Department of Breast Surgery, First Affiliate Hospital, Xi'an Jiaotong University, 277 Yanta West Road, Xi'an, 710061, People's Republic of China.
Sci Rep. 2021 May 31;11(1):11348. doi: 10.1038/s41598-021-91049-x.
A single tumor marker is not enough to predict the breast pathologic complete response (bpCR) after neoadjuvant chemotherapy (NAC) in breast cancer patients. We aimed to establish a nomogram based on multiple clinicopathological features and routine serological indicators to predict bpCR after NAC in breast cancer patients. Data on clinical factors and laboratory indices of 130 breast cancer patients who underwent NAC and surgery in First Affiliated Hospital of Xi'an Jiaotong University from July 2017 to July 2019 were collected. Multivariable logistic regression analysis identified 11 independent indicators: body mass index, carbohydrate antigen 125, total protein, blood urea nitrogen, cystatin C, serum potassium, serum phosphorus, platelet distribution width, activated partial thromboplastin time, thrombin time, and hepatitis B surface antibodies. The nomogram was established based on these indicators. The 1000 bootstrap resampling internal verification calibration curve and the GiViTI calibration belt showed that the model was well calibrated. The Brier score of 0.095 indicated that the nomogram had a high accuracy. The area under the curve (AUC) of receiver operating characteristic (ROC) curve was 0.941 (95% confidence interval: 0.900-0.982) showed good discrimination of the model. In conclusion, this nomogram showed high accuracy and specificity and did not increase the economic burden of patients, thereby having a high clinical application value.

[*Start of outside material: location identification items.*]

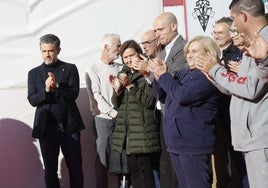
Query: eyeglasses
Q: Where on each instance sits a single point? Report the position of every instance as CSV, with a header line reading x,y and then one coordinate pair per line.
x,y
234,32
147,42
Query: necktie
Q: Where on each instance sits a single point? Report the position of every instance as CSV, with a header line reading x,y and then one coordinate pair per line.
x,y
163,54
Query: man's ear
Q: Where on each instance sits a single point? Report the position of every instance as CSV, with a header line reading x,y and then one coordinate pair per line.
x,y
106,46
58,50
174,26
244,16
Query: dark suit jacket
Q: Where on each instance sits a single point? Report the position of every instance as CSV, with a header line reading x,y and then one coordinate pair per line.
x,y
175,60
67,76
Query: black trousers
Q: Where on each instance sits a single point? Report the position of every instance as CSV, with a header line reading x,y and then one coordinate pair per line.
x,y
168,178
141,169
50,144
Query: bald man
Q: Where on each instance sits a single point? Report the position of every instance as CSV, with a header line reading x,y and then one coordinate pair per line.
x,y
166,32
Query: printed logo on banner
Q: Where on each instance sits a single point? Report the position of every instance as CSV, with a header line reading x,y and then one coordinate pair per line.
x,y
266,5
203,12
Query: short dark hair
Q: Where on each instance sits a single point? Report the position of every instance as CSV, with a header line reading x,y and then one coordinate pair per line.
x,y
50,38
253,7
130,44
226,20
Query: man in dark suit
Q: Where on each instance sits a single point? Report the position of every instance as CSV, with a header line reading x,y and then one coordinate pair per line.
x,y
166,28
53,88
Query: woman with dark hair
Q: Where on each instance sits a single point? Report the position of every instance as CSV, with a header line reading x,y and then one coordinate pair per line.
x,y
136,129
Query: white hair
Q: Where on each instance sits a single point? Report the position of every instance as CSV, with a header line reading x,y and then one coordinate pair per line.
x,y
109,39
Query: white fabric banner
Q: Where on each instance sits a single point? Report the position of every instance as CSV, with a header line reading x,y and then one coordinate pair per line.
x,y
202,14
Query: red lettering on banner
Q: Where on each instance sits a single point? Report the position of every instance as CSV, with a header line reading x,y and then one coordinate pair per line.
x,y
172,2
234,78
242,80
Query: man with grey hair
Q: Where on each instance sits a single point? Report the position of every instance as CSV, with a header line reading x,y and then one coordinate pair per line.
x,y
229,165
248,108
100,93
53,88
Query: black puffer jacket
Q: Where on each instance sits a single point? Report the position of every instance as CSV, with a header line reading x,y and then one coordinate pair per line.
x,y
136,128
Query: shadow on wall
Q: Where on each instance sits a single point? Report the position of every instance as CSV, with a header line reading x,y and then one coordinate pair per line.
x,y
20,165
88,145
20,162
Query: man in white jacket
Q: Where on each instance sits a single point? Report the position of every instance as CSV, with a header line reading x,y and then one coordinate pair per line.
x,y
100,93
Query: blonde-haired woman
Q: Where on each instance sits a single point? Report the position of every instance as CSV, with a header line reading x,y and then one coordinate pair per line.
x,y
191,102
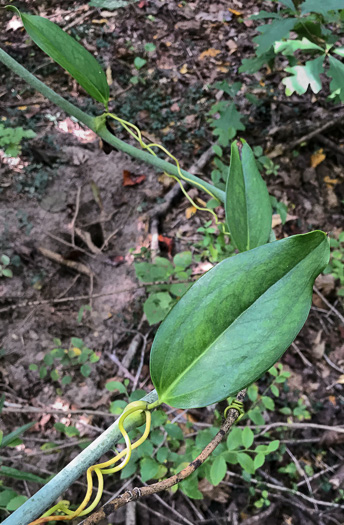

单一的肿瘤标志物不足以预测乳腺癌新辅助化疗(NAC)后的病理完全缓解(bpCR)。我们旨在建立一个基于多个临床病理特征和常规血清指标的列线图,以预测乳腺癌患者 NAC 后的 bpCR。收集了 2017 年 7 月至 2019 年 7 月在西安交通大学第一附属医院接受 NAC 和手术的 130 例乳腺癌患者的临床因素和实验室指标数据。多变量逻辑回归分析确定了 11 个独立指标:体重指数、糖链抗原 125、总蛋白、血尿素氮、胱抑素 C、血清钾、血清磷、血小板分布宽度、活化部分凝血活酶时间、凝血酶时间和乙型肝炎表面抗体。该列线图是基于这些指标建立的。1000 次 bootstrap 重采样内部验证校准曲线和 GiViTI 校准带表明该模型具有良好的校准度。Brier 评分 0.095 表明该列线图具有较高的准确性。受试者工作特征(ROC)曲线下面积(AUC)为 0.941(95%置信区间:0.900-0.982),表明该模型具有良好的区分度。总之,该列线图具有较高的准确性和特异性,且不会增加患者的经济负担,因此具有较高的临床应用价值。